Se vi sembra di aver già frequentato questi territori potrebbe non essere così. Ma se vi sembra che questo potrebbe essere il momento per ribaltare i progetti politici contemporanei che paiono co-costituirsi per non giungere a nulla di nuovo, per non contemplare l’esilio, né ciò che di prezioso si nasconde in questo tempo, ciò che è in fuga, ciò che pare impossibile, e non per amore dell’impossibile ma per il desiderio di affrontare le sfide del presente, allora potreste essere al posto giusto in questa esplorazione, potreste essere la persona a cui vorremmo offrire una tazza di tè…

Questo è il semplice invito a questo corso, a questo festival,a questo quilombola, a questa spedizione,a questo rito di passaggio… per essere serviti e dislocati e aperti.

Vi do il benvenutio e vi invito a We Will Dance With Mountains. Grazie

“la critica fa il doppio gioco, da un lato ci offre le risorse per condannare un regime oppressivo, mentre simultaneamente consolida la logica che rende quel regime intelleggibile”.

Bayo Akomolafe

Grazie!


Un primo ringraziamento con le poche foto che ho raccolto che non restituiscono quanto è accaduto ma ne restituiscono uno scorcio.

Ringrazio tutti quelli che hanno reso possibile il tour di Bayo Akomolafe in Italia per la presentazione del suo libro “Queste terre selvagge oltre lo steccato” un tour che è diventato un workshop itinerante di politiche dell’altrimenti, di pedagogie sensoriali e concettuali, di nuove frequenze di soglia nelle crepe di questa crisi permanente di cui troppo spesso sembrano far parte anche le nostre supposte “soluzioni” e certezze.

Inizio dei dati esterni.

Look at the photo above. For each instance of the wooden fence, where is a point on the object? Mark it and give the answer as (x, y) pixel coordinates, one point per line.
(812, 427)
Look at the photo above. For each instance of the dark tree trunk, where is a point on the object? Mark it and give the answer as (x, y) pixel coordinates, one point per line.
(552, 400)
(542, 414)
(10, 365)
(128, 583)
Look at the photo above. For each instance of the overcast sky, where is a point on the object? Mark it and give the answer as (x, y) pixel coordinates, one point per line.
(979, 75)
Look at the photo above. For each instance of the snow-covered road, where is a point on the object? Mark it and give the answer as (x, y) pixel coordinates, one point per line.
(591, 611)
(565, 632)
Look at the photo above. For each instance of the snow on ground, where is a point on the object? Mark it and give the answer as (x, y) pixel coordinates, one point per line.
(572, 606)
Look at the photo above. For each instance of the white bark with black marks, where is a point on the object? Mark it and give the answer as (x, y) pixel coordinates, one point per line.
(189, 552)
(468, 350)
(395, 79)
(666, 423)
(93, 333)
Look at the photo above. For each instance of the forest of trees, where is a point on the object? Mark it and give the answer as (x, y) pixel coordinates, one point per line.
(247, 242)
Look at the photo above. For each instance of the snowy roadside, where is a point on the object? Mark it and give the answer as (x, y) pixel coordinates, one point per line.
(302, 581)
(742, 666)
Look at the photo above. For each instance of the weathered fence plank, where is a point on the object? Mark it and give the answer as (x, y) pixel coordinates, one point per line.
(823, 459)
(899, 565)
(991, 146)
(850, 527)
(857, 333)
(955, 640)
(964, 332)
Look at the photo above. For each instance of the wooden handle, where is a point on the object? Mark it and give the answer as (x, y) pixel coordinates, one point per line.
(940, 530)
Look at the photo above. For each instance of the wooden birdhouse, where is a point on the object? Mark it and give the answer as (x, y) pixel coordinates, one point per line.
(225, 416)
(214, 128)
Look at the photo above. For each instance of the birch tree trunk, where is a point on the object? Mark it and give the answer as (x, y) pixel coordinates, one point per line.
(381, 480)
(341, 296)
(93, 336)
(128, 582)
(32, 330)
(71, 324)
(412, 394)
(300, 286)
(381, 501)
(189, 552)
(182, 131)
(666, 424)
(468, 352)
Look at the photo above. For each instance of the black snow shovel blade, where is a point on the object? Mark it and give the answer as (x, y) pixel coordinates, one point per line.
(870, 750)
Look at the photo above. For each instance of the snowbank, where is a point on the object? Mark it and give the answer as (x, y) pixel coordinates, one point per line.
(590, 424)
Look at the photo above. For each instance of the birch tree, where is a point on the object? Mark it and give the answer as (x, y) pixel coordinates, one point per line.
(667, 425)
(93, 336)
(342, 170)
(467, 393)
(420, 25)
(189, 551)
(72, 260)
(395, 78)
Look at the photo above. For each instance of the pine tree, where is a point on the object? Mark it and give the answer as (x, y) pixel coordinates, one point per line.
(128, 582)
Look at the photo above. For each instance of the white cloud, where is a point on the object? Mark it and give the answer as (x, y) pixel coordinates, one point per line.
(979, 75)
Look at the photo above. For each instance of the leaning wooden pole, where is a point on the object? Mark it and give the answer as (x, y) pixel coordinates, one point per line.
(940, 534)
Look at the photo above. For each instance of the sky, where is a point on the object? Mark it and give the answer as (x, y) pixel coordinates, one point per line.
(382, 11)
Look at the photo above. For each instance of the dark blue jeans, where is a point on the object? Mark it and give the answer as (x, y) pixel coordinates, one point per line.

A Exòrma per aver avuto il coraggio di pubblicarlo: a Claudia Mejia e Rebecca Rovoletto per l’accoglienza veneta,

a Gianluca Solla e Rosanna Cima per aver offerto generosamente ospitalità e supporto costante a Suranga e Judith Katugampala per aver colto l’opportunità di immaginare il possibile coinvolgendo martedì 16 il Laboratorio autogestito Paratodos di Verona. Grazie a Lahcen, a tutto il collettivo e al laboratorio di ricerca partecipata Saperi Situati dell’Uni di Verona. A Wissal Houbabi per la performance poetica oltre la monolingua. A Rosie Heinrich per lo scambio generativo e il sostegno nella stanchezza.

Bisogna aggiungere che Suranga aveva allertato Andrea Perini che ha immediatamente colto la visione per Terzo Paesaggio e MadreProject e invitando Bayo a Milano non solo a ragionare mercoledì 17 di ecosofie ed ecologia profonda (in un progetto che coinvolge anche Tim Ingold e Timothy Morton) ma a proporre un workshop multisensoriale di Bayo al Padiglione Chiaravalle.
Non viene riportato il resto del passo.